While the Warriors have ripped through the ILH, the Red Raiders hadn’t been tested in league play until Thursday night’s OIA Red East showdown against No. 6 Moanalua, which like Kahuku, was 9-0 in conference play.
It took less than an hour for Kahuku, on Moanalua’s senior night no less, to blast Na Menehune, winning 25-15, 25-16.
I’ll admit that I have yet to see Kamehameha play this season. But if there’s a player out there better than Kahuku senior Adora Anae, I’ll be extremely impressed.
The 6-foot-1 Anae had a match-high 10 kills for a Kahuku team that hit .409 overall. Moanalua struggled on nearly every attack it made, finishing with 13 kills and 13 errors to hit .000.

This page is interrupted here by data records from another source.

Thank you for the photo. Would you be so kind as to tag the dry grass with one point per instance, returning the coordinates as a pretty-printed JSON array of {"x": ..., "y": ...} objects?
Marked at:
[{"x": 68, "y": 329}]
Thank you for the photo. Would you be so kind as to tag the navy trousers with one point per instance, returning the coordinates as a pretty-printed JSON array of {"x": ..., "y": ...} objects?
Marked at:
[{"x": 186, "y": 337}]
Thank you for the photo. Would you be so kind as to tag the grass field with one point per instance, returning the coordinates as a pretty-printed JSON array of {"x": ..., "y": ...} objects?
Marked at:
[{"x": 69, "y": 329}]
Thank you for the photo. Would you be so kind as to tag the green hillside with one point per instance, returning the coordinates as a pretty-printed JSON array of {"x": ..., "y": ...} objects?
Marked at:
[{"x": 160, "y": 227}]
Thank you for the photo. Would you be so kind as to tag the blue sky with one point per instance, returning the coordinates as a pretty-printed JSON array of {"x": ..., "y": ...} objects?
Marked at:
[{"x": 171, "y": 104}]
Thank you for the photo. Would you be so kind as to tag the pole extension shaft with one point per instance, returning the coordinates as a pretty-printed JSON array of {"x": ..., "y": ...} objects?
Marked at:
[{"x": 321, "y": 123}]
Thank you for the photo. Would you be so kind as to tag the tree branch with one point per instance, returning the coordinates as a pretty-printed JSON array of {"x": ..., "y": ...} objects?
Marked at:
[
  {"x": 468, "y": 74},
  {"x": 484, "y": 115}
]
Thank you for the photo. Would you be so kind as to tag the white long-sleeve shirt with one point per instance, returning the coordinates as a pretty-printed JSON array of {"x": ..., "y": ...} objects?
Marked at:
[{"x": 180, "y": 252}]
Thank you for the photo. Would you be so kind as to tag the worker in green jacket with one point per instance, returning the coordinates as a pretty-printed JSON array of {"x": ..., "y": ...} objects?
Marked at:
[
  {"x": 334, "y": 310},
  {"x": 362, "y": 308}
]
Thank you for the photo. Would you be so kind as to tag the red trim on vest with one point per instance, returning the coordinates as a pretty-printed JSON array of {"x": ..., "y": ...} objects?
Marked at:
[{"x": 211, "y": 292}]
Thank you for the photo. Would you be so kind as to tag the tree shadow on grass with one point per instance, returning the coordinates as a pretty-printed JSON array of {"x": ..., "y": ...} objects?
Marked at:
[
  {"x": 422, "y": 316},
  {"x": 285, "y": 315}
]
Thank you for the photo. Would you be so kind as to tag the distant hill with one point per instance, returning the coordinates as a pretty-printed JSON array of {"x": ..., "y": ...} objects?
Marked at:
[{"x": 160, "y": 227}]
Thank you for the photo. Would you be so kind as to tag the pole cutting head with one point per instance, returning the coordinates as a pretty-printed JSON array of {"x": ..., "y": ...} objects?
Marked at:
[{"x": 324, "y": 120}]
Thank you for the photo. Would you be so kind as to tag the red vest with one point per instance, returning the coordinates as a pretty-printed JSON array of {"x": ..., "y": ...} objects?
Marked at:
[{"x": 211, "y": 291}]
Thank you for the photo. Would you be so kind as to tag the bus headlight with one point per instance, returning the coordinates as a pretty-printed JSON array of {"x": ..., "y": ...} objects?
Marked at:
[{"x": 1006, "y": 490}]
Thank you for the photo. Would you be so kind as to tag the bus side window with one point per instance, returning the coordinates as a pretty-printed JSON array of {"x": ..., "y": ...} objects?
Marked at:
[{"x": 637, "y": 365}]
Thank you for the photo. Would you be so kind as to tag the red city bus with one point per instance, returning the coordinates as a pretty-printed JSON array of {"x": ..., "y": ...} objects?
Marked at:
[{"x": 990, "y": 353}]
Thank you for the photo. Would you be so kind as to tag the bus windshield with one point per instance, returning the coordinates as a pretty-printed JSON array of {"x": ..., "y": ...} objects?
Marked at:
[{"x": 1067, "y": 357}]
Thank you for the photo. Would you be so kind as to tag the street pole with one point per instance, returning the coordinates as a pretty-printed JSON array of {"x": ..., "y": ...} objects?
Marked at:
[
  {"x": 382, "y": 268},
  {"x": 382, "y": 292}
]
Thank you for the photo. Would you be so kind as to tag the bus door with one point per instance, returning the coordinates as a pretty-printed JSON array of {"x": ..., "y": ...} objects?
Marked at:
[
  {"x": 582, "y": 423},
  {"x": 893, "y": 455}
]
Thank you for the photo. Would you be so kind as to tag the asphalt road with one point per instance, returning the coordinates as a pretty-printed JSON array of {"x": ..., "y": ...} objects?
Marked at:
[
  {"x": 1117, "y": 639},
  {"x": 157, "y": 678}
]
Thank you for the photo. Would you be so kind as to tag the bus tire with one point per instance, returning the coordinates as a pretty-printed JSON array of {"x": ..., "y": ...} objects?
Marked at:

Earlier this season, I watched Anae put down five kills in five swings in a match before getting subbed out midway through the first set, never to return.
Against Moanalua, Anae put in a little more time than normal, but was still on the bench, cheering on her teammates when the final kill was put down. The Utah commit, who I am told is still being heavily recruited by UH, took 21 swings in the match and was credited with one error on a ball that barely missed the line.
As skilled as Anae is, the thing that makes this Kahuku team so special is that it isn’t all about one player. The Red Raiders are deep, with multiple players capable of holding their own on the outside. Senior Sinamoni Tonga had six kills and 15 digs and middle Mariah Berard-Kamakeeaina added five kills while hitting .556.
“It’s like pick your poison with (Anae and Tonga),” Moanalua coach Tommy Lake said after the match. “They are as good as any two in the state on the outside.”
Junior Rachel Blake started at setter and had 16 assists in the first set, looking perfectly capable of carrying the load.
Instead, she sat out the entire second set as freshman ShaRae Niu ran the offense, collecting 10 assists and three digs.
Seven different Red Raiders wound up with kills. Clearly, Kahuku is the class of the OIA.
Now the question is, can they knock off the ILH powerhouses? Kahuku has lost to Kamehameha in three of the last four state tournaments, losing twice in the semifinals and once in the quarterfinals. It will be a tough task again this year, but if the Red Raiders can find themselves on the other side of the bracket, then they might not have to worry about the Warriors until the championship game.
Kahuku is the last team other than Kamehameha and Punahou to win a Division I state championship in girls volleyball, winning the 2002 title under coach Mona Ah Hoy.